Fig. 4. Effect on PLpros on IFN and NF-κB pathways.

a, Interactome analysis comparing SCoV2-PLpro(C111S) and SCoV-PLpro(C111S). Statistically significant and immunity-related proteins are highlighted. b, log₂(fold change) of ubiquitin and ISG15 proteins enriched by SCoV2-PLpro or SCoV-PLpro immunoprecipitates versus empty vector. Data are mean ± s.d. (n = 3, independent experiments). c, ISGylated proteins were enriched from A549 cells treated with IFN-α (200 U ml^-1) by immunoprcipitation of the indicated C111S mutant PLPro. d, ISGylation level of Myc–IRF3 in A549 cells expressing the indicated GFP–PLpro. Experiments in c, d, were repeated three times independently with similar results.

Fig. 5. Inhibitory effects of GRL-0617 on SARS-CoV2.
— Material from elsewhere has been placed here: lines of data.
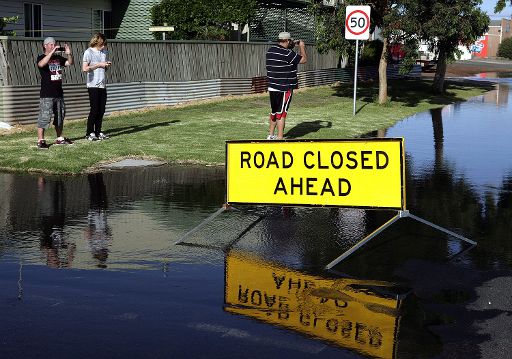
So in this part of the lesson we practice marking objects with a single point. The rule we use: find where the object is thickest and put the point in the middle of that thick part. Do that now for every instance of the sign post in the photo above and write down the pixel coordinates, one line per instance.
(162, 29)
(357, 27)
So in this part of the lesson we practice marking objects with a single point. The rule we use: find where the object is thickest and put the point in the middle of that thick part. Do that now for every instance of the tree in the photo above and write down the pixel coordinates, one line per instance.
(445, 25)
(202, 19)
(500, 5)
(4, 21)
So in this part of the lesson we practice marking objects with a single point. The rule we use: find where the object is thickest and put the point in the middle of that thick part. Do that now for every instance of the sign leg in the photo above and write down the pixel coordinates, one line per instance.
(364, 241)
(355, 77)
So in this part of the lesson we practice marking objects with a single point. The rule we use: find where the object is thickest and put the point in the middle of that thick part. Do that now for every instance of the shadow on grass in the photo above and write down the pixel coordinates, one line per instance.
(304, 128)
(137, 128)
(409, 92)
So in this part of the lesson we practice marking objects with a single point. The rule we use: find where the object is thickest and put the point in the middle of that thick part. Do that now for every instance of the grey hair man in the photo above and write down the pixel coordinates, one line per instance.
(281, 63)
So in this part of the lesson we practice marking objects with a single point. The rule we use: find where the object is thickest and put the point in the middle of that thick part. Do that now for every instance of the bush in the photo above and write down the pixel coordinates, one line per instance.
(505, 48)
(371, 53)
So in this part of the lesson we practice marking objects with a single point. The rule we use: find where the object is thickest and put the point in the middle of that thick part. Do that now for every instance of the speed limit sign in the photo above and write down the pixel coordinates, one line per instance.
(357, 22)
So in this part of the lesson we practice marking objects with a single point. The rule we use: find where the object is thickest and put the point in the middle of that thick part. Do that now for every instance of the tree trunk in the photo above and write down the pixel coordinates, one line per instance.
(383, 79)
(438, 85)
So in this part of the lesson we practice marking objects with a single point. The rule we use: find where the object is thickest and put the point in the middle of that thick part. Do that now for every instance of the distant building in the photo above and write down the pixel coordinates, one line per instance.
(487, 45)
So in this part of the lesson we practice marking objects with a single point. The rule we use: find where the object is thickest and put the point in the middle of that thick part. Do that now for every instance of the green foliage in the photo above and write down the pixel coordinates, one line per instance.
(500, 5)
(195, 133)
(4, 21)
(202, 19)
(370, 56)
(505, 49)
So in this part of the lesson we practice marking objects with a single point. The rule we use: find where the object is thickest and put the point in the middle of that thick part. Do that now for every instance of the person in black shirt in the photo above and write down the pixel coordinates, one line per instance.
(51, 100)
(281, 63)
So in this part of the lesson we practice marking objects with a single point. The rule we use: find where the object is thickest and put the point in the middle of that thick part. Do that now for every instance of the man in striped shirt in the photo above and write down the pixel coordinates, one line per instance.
(281, 64)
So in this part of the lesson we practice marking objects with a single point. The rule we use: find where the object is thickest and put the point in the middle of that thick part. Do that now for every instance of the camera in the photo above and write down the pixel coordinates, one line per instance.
(293, 43)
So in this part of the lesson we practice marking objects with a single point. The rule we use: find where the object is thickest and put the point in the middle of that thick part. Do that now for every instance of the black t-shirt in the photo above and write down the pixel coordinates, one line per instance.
(51, 76)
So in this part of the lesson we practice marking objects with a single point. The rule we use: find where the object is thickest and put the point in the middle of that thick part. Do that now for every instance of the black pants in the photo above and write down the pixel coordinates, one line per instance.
(98, 101)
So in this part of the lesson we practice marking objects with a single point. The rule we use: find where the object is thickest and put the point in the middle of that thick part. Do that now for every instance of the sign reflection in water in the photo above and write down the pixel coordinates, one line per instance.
(355, 314)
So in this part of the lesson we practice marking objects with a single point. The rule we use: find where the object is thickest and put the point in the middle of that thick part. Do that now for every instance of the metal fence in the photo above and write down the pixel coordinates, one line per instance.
(152, 73)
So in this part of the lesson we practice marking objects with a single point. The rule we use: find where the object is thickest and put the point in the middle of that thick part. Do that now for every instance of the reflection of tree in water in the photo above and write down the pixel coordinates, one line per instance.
(52, 197)
(97, 233)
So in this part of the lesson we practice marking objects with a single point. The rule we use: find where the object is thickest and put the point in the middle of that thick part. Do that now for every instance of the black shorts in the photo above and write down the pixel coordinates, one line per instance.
(280, 102)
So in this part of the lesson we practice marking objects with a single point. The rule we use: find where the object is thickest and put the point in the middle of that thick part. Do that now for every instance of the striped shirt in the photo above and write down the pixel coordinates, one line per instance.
(282, 68)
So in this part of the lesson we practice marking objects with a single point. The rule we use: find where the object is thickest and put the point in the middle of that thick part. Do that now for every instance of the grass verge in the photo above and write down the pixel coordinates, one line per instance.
(195, 133)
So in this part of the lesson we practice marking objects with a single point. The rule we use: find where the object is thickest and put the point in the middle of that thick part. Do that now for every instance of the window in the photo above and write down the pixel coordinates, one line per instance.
(33, 20)
(102, 22)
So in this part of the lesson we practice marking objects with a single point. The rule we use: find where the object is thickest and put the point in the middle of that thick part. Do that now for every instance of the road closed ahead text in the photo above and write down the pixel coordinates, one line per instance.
(353, 173)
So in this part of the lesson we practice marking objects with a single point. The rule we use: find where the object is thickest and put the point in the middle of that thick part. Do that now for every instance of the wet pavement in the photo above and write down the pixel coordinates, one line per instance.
(89, 268)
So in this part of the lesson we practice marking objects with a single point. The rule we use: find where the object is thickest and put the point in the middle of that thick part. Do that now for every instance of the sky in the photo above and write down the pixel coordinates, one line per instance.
(488, 6)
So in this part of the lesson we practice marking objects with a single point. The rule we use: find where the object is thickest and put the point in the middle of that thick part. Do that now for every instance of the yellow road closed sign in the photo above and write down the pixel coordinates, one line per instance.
(364, 173)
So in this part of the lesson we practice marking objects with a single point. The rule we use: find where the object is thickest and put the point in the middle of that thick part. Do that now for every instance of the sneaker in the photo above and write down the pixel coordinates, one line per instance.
(92, 137)
(42, 145)
(63, 141)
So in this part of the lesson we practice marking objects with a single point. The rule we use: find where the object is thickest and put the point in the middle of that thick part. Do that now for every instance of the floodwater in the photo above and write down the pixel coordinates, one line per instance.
(89, 267)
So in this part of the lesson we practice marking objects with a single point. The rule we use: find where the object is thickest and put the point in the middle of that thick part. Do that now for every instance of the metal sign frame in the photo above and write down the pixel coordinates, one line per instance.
(401, 213)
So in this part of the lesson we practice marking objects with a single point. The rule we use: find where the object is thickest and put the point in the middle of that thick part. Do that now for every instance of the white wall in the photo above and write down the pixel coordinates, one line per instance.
(61, 19)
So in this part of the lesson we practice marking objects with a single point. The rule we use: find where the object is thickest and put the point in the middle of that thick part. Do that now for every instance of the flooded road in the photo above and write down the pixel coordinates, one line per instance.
(89, 268)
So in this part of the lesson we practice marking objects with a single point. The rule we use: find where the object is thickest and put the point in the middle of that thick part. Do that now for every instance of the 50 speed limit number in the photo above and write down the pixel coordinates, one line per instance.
(357, 23)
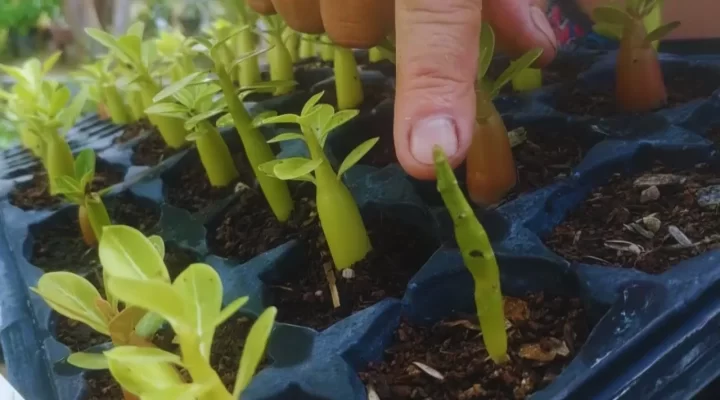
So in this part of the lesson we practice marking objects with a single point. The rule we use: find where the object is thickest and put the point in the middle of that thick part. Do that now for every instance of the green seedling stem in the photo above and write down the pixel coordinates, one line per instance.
(479, 258)
(340, 216)
(348, 86)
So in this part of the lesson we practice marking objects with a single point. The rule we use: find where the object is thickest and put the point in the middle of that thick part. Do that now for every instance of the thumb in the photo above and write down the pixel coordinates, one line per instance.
(437, 51)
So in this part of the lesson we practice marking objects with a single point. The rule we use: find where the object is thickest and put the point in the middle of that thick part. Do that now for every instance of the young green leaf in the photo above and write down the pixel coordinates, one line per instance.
(661, 32)
(514, 69)
(254, 350)
(74, 297)
(230, 310)
(175, 87)
(126, 252)
(295, 167)
(611, 15)
(355, 155)
(487, 49)
(200, 287)
(287, 136)
(91, 361)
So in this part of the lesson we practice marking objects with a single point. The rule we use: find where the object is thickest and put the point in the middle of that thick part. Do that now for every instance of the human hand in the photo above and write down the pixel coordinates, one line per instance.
(437, 51)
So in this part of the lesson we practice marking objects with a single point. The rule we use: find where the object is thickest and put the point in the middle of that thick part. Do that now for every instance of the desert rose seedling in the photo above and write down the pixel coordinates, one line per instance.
(92, 214)
(140, 61)
(124, 252)
(479, 258)
(195, 104)
(103, 90)
(490, 164)
(256, 148)
(339, 214)
(639, 85)
(192, 305)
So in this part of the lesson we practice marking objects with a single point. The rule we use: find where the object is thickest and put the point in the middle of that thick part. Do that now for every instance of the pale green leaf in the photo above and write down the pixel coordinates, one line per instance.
(611, 15)
(126, 252)
(487, 49)
(286, 136)
(514, 69)
(91, 361)
(231, 309)
(311, 103)
(200, 287)
(159, 244)
(254, 350)
(355, 155)
(661, 32)
(74, 297)
(175, 87)
(155, 296)
(294, 167)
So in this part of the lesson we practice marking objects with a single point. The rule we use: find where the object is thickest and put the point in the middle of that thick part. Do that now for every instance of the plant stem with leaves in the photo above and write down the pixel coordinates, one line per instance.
(479, 258)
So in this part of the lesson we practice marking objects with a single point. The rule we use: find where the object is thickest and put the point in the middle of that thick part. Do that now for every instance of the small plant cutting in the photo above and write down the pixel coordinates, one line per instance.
(339, 215)
(140, 62)
(479, 258)
(490, 165)
(103, 90)
(195, 104)
(256, 148)
(639, 85)
(92, 214)
(124, 252)
(192, 305)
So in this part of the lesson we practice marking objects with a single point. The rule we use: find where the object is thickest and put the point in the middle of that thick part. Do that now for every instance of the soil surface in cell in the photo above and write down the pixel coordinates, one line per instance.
(544, 335)
(189, 187)
(682, 87)
(544, 157)
(35, 193)
(151, 150)
(227, 348)
(58, 245)
(649, 221)
(398, 252)
(135, 130)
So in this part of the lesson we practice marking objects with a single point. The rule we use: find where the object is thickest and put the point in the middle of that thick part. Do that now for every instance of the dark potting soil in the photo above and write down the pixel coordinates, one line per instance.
(543, 158)
(151, 150)
(191, 188)
(35, 195)
(398, 253)
(684, 86)
(58, 245)
(136, 129)
(619, 225)
(544, 336)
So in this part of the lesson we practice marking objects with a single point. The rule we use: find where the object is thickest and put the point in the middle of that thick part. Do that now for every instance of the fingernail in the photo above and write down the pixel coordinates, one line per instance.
(541, 23)
(433, 131)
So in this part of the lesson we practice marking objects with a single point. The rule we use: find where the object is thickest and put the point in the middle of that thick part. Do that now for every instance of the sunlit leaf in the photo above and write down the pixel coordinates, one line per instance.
(294, 167)
(91, 361)
(200, 287)
(126, 252)
(74, 297)
(355, 155)
(286, 136)
(254, 350)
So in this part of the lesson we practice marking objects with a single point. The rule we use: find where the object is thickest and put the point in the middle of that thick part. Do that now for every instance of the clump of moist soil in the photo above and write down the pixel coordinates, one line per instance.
(544, 335)
(58, 245)
(545, 157)
(398, 253)
(190, 189)
(682, 87)
(136, 129)
(151, 150)
(650, 221)
(35, 193)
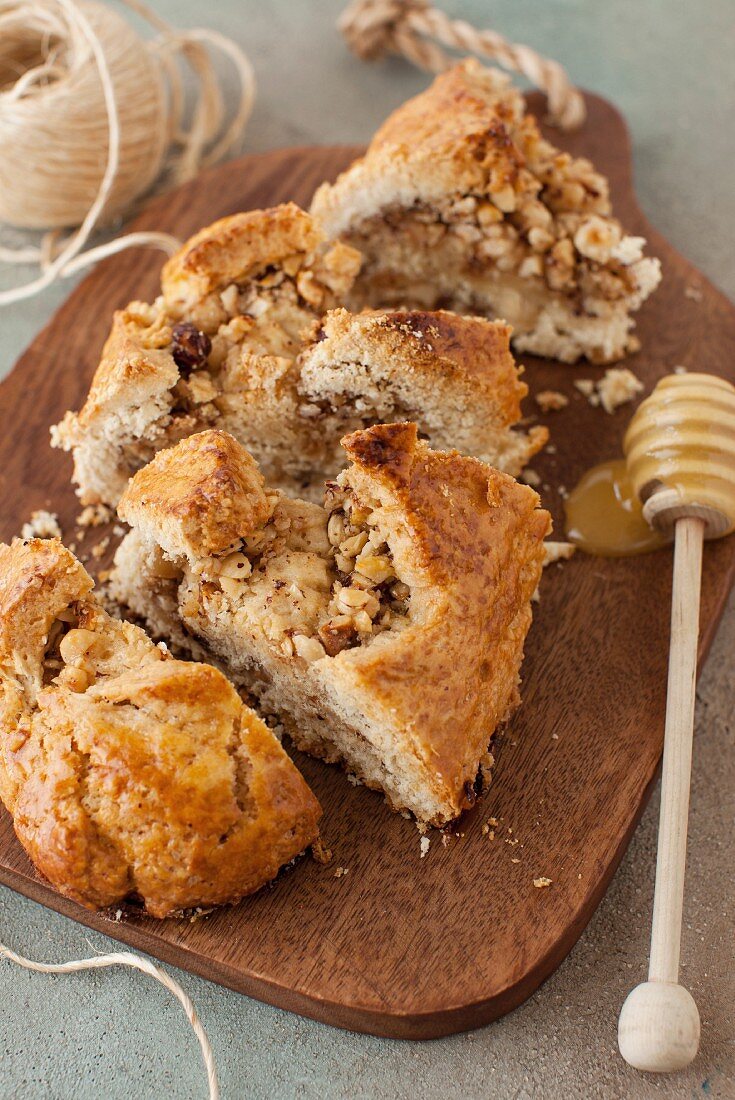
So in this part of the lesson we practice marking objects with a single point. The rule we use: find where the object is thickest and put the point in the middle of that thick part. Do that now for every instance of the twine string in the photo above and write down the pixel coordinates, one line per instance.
(423, 34)
(138, 963)
(75, 36)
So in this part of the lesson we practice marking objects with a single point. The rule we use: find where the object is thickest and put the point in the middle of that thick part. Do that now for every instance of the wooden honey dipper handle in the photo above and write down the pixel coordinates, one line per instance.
(659, 1024)
(680, 455)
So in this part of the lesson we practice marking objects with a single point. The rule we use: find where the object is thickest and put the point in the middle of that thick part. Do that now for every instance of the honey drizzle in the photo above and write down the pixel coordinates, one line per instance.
(604, 516)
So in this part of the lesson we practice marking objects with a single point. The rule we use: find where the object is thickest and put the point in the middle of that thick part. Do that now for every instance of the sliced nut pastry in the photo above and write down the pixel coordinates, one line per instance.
(216, 349)
(384, 630)
(234, 343)
(454, 376)
(460, 201)
(129, 773)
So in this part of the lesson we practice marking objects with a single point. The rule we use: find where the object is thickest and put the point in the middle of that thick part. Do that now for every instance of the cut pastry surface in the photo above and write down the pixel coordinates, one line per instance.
(459, 201)
(384, 630)
(216, 349)
(231, 344)
(129, 773)
(453, 376)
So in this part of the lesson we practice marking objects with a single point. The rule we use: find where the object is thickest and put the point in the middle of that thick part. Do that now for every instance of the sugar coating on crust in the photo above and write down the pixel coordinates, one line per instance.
(385, 630)
(453, 375)
(460, 200)
(129, 773)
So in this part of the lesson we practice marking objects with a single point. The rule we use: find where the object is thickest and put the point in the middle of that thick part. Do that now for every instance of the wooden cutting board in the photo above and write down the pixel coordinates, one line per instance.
(399, 945)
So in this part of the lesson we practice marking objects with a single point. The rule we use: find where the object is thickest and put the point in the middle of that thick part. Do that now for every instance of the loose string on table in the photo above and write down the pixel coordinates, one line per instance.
(77, 79)
(138, 963)
(77, 83)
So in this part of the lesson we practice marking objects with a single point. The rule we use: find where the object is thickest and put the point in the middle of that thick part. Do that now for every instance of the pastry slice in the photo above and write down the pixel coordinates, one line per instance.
(460, 202)
(129, 773)
(384, 630)
(216, 349)
(284, 384)
(454, 376)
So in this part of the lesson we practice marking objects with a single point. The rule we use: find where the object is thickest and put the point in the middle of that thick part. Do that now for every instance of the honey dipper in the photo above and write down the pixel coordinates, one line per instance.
(680, 452)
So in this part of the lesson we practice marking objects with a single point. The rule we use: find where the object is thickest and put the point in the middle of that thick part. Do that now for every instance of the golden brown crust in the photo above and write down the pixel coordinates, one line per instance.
(231, 249)
(476, 547)
(129, 772)
(470, 352)
(460, 200)
(206, 494)
(135, 366)
(451, 139)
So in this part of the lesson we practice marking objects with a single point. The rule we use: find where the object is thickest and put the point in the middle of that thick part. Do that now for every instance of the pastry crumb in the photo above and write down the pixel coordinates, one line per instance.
(320, 853)
(558, 551)
(42, 525)
(585, 386)
(550, 400)
(95, 515)
(617, 386)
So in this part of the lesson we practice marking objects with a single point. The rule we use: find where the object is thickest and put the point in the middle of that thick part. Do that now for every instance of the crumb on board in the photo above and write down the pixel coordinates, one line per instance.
(320, 851)
(550, 400)
(99, 548)
(557, 551)
(617, 386)
(42, 525)
(95, 515)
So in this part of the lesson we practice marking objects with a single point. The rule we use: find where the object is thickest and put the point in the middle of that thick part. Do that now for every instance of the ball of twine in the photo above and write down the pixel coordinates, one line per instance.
(90, 117)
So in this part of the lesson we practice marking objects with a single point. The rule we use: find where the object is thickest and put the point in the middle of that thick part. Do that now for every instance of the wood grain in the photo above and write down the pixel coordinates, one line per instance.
(405, 946)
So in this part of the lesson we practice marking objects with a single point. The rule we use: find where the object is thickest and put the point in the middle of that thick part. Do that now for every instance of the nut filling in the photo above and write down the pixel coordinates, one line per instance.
(368, 597)
(325, 578)
(66, 656)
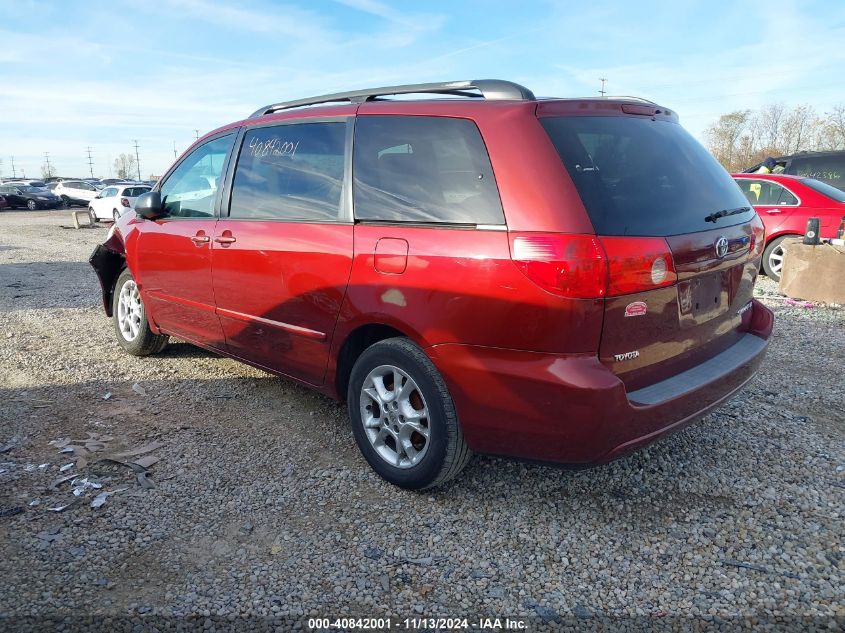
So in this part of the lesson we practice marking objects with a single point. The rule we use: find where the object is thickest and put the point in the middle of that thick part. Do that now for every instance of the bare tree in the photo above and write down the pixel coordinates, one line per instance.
(830, 133)
(743, 138)
(124, 165)
(770, 121)
(723, 136)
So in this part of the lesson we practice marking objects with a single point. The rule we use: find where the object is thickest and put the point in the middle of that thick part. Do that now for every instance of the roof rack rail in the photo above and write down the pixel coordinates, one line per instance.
(491, 89)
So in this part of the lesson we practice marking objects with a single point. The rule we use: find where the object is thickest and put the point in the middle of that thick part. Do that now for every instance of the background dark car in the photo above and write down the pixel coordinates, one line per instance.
(30, 197)
(828, 167)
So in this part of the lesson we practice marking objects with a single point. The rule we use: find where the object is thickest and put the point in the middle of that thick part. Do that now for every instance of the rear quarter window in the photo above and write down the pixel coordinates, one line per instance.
(423, 170)
(290, 172)
(641, 177)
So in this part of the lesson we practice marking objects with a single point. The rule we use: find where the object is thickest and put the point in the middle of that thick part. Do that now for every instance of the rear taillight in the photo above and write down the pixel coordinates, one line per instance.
(567, 265)
(589, 267)
(637, 264)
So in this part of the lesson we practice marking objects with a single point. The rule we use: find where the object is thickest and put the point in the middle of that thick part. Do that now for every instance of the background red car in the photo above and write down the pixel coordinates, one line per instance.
(785, 203)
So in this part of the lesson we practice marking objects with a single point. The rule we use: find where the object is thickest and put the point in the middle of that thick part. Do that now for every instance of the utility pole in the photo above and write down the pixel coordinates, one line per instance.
(90, 162)
(137, 159)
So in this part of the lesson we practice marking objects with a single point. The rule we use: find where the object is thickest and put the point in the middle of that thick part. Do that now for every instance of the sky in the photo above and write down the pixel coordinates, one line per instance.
(76, 74)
a, Schematic representation of the SARS-CoV-2 (strain FFM1) growth inhibition test with GRL-0617. MOI, multiplicity of infection. b, CPE inhibition rate of GRL-0617 on CaCo-2 cells infected with SARS-CoV2. c, Intracellular active virus replication was analysed by measuring SARS-CoV-2 subgenomic RNA (subgRNA E) level and normalized to the cellular ACTB gene. d, Release of viral particles in culture medium was analysed by PCR targeting the open reading frame of the RNA-dependent RNA polymerase (RdRP) gene of SARS-CoV-2. e, f, The effect of GRL-0617 on the type I IFN pathway. CaCo-2 cells were infected with SARS-CoV-2 or SARS-CoV with or without GRL-0617 (50 μM). pTBK1, phosphorylated TBK1; pIRF3, phosphorylated IRF3; pNF-κB p65, phosphorylated pNF-κB p65. e, Endogenous IRF3 was immunoprecipitated and analysed by immunoblotting. f, Phosphorylation of TBK1 was analysed by immunoblotting. g, Relative mRNA levels of indicated genes from infected cells with or without GRL-0617 (25 μM) treatment were analysed and normalized to 18S RNA. P values in parentheses. Data in c, d, g, are mean ± s.d.; n = 3 independent experiments. *P < 0.05, **P < 0.01, ***P < 0.001, ****P < 0.0001; two-tailed paired t-test. Experiments in e, f, were repeated three times independently with similar results.